Caesar shook his head, almost imperceptibly.

“Caesar, when men are treated badly, they behave badly. Willy and Paget have always been slaves, correct?”

“Yes, Sergeant.”

“As such, they know only one code: when mistreated, slow down. You are lucky they didn’t spoil their muskets. Breaking tools is an honored practice, as I’m sure you know.”

“I’ve done it myself, Sergeant.”

“Good. Now you see their point of view. I’m glad I’ve shocked you, Caesar; you need to understand how other men think and feel if you plan to lead them. You expect too much from men; you expect them all to behave as you do. How did you handle them?”

“I beat them.”

Peters looked at him, his head tilted a little, and he reminded Caesar for a moment of Colonel Washington speaking to a particularly intelligent puppy. He had tilted his head in just such a way.

“And did they drill?”

“They did.”

“It sorrows me to say it, but that is definitely one way of dealing with a mutiny. The best way, I think.”

“Thank you, Sergeant.”

“No, Caesar, you mistake me. It is the best way of dealing with a mutiny once it has become open. But I want you to consider how it became open, and how that might have been avoided. I have feared this for some days. I believe I mentioned it to you. In future I hope you will keep such instances from eventuating by giving the handling of the men your very best attention.”

“Yes, Sergeant.”

“Do you have your roll? Give it here. That is still the most oddly formed ‘R’ in Christendom, Caesar. Look at the letters I wrote out for you. Tonny deserves a surname; only slaves have just one. See to it.”

“Yes, Sergeant.”

“Same for Long Tom.”

“Yes, Sergeant.”

“Lessons tonight, after dinner is cooked. And our women
are being landed tomorrow. Take your squad of inspection down to the beach and see to it that we get the same women we had before.

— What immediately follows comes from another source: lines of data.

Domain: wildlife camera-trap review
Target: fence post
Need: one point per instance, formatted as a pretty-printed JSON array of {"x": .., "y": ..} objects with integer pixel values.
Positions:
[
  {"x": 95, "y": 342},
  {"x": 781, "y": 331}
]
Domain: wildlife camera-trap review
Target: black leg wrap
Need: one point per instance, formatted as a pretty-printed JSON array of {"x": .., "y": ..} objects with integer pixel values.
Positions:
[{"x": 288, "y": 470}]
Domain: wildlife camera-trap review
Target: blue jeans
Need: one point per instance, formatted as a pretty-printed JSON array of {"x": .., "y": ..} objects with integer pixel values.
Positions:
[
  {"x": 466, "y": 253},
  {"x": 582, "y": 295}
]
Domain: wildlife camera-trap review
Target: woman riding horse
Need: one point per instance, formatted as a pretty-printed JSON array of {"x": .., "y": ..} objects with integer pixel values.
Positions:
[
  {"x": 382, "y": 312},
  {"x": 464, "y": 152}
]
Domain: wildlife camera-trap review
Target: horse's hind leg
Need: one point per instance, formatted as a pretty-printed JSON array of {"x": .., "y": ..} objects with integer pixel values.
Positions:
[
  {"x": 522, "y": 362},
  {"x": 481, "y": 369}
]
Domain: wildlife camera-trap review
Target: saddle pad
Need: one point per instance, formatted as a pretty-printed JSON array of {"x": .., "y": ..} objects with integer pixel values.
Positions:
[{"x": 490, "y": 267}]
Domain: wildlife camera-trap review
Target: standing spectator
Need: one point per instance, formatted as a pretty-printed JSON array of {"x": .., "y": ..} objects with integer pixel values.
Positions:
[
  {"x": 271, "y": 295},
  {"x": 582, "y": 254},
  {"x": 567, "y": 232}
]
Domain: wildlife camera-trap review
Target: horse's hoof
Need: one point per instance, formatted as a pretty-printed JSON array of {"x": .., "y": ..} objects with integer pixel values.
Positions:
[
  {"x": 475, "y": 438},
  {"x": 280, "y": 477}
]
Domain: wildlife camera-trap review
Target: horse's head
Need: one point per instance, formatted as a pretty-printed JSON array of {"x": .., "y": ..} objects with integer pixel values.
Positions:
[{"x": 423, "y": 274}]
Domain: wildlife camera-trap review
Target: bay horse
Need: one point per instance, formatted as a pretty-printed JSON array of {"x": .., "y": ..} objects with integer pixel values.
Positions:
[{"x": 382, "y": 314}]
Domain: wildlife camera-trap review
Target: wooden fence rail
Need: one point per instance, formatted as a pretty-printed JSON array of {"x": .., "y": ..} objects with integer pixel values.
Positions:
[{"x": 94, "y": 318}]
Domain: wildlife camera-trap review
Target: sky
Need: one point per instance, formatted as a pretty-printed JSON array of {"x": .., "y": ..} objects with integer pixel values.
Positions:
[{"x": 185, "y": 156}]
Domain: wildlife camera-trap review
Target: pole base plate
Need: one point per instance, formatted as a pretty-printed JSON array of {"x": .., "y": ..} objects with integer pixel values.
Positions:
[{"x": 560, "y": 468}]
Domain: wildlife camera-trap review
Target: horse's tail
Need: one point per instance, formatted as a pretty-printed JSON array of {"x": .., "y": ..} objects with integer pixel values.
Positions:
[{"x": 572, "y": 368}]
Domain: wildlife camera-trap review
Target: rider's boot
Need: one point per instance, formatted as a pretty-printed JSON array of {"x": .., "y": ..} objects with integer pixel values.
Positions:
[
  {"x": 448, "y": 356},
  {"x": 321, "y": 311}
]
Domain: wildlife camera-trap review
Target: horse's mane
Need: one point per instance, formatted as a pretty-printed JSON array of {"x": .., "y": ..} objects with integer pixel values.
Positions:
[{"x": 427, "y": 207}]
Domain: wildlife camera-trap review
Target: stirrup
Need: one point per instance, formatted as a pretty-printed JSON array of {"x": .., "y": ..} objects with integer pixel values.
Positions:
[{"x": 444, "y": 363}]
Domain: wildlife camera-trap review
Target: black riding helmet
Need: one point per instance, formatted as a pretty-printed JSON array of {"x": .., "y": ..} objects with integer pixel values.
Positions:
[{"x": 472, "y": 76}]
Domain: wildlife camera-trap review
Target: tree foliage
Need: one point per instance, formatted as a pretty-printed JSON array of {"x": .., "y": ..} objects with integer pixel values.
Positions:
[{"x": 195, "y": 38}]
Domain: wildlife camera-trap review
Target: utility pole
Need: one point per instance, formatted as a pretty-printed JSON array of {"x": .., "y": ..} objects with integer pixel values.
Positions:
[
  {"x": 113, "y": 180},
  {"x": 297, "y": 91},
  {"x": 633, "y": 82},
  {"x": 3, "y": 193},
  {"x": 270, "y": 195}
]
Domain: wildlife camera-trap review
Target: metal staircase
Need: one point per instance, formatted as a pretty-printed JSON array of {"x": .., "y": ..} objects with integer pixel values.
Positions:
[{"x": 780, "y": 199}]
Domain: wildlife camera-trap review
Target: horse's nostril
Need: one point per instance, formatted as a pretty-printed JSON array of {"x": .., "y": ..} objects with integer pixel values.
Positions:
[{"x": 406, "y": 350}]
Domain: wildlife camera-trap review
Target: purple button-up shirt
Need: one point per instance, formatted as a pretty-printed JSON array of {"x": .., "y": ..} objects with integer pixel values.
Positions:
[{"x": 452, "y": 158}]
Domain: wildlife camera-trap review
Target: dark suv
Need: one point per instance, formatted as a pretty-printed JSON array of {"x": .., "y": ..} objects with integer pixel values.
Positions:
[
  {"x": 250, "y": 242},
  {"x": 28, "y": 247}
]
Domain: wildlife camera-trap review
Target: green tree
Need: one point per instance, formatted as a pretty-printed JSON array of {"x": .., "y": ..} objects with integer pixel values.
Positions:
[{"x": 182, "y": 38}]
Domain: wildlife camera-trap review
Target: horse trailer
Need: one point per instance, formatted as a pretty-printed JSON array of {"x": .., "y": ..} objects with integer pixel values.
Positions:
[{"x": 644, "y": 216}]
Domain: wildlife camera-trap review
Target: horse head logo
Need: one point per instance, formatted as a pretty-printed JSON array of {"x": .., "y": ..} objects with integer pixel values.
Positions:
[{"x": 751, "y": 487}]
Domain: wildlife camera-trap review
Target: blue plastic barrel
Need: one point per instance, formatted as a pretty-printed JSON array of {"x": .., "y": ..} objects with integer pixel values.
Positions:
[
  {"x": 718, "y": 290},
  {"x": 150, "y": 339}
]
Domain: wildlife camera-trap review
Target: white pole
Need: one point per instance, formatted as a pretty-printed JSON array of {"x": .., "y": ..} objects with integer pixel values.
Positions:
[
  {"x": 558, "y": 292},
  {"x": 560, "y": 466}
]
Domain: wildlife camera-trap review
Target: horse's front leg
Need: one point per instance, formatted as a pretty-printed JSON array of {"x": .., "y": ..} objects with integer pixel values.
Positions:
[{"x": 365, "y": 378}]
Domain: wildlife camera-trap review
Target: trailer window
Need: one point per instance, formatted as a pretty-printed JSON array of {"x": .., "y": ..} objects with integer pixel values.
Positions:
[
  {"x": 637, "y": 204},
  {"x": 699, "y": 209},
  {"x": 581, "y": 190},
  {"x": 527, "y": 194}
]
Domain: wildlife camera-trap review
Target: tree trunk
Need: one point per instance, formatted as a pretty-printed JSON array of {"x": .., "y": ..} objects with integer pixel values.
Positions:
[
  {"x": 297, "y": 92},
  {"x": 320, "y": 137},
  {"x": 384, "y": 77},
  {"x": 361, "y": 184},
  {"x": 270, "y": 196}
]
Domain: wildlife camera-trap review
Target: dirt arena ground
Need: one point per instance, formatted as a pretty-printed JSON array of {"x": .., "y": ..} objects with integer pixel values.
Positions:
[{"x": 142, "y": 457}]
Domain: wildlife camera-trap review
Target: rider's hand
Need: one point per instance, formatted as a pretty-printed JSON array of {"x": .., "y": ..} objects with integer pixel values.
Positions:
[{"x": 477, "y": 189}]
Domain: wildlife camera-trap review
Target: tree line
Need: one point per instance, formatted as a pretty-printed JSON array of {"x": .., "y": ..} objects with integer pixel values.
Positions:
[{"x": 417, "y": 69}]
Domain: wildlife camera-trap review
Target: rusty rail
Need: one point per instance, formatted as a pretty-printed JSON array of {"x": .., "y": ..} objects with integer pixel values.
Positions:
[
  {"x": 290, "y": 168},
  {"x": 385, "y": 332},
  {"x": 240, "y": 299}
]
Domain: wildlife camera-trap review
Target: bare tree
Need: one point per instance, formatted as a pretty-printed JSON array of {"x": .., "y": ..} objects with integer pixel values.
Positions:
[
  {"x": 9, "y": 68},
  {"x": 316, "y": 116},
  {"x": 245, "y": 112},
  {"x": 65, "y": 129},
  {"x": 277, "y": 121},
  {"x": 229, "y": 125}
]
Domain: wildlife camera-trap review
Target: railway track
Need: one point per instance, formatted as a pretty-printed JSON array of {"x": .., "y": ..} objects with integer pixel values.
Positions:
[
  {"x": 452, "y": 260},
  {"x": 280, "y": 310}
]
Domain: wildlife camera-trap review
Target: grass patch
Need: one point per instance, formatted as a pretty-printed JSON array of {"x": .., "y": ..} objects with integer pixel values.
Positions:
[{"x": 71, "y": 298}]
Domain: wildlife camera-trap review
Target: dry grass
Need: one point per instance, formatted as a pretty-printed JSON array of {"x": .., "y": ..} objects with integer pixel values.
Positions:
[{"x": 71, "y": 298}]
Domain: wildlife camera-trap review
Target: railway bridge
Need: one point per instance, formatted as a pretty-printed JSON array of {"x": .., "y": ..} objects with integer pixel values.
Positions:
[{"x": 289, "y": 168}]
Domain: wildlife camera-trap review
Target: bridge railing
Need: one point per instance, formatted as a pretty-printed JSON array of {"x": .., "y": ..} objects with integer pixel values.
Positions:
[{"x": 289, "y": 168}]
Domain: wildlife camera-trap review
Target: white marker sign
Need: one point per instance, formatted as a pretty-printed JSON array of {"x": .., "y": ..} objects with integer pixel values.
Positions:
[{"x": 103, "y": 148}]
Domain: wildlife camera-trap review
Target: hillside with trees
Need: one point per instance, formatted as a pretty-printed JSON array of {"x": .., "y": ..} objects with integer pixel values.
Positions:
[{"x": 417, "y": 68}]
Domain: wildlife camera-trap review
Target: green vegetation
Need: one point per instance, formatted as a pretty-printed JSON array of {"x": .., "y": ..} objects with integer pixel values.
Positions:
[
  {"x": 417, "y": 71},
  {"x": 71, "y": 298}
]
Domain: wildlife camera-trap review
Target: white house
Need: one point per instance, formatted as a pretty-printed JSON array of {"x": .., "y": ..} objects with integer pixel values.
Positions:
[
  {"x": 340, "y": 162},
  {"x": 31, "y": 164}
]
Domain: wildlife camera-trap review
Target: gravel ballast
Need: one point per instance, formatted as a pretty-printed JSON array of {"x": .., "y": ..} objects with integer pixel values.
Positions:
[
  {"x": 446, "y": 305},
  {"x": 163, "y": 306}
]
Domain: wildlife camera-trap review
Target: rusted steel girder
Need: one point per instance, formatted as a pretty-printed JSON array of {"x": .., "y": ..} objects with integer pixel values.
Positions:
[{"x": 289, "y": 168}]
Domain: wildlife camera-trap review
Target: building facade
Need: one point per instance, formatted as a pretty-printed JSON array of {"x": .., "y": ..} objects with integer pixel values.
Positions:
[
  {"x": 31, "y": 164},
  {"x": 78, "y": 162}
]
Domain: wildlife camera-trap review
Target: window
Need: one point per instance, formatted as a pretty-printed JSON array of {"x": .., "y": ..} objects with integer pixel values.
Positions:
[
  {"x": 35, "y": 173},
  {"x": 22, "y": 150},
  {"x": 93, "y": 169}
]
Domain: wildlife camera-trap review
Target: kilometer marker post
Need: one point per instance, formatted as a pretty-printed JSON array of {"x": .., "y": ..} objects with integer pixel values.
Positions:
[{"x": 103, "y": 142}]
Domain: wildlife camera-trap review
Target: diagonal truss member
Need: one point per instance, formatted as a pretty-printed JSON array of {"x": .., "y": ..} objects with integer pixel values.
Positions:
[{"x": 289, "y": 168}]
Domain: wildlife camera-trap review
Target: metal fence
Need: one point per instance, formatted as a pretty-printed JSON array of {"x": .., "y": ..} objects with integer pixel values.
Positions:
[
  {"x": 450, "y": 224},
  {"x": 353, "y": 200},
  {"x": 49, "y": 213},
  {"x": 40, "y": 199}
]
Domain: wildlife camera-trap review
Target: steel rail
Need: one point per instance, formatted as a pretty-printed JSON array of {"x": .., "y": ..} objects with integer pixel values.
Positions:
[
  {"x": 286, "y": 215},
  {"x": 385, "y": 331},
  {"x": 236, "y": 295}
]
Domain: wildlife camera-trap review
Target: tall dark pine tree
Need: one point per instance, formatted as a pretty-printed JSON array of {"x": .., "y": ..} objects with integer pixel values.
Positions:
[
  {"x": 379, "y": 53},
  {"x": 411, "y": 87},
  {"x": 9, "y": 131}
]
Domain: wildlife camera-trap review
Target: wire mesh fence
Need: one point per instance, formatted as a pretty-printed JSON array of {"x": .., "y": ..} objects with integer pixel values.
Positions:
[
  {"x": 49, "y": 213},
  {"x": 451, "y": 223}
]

No harlots, if you please.”

Something in his tone gave Caesar the hope that he would be forgiven. The shock of censure had not been so deep. He recognized, even as Peters was speaking, the essential truth of his words, and realized that he had felt guilty about the incident and his use of force even as it happened. Yet he did resent that it had happened at all, and he was torn by conflicting feelings of anger and guilt. If Captain Honey were a decent man to the black soldiers, none of this need have happened.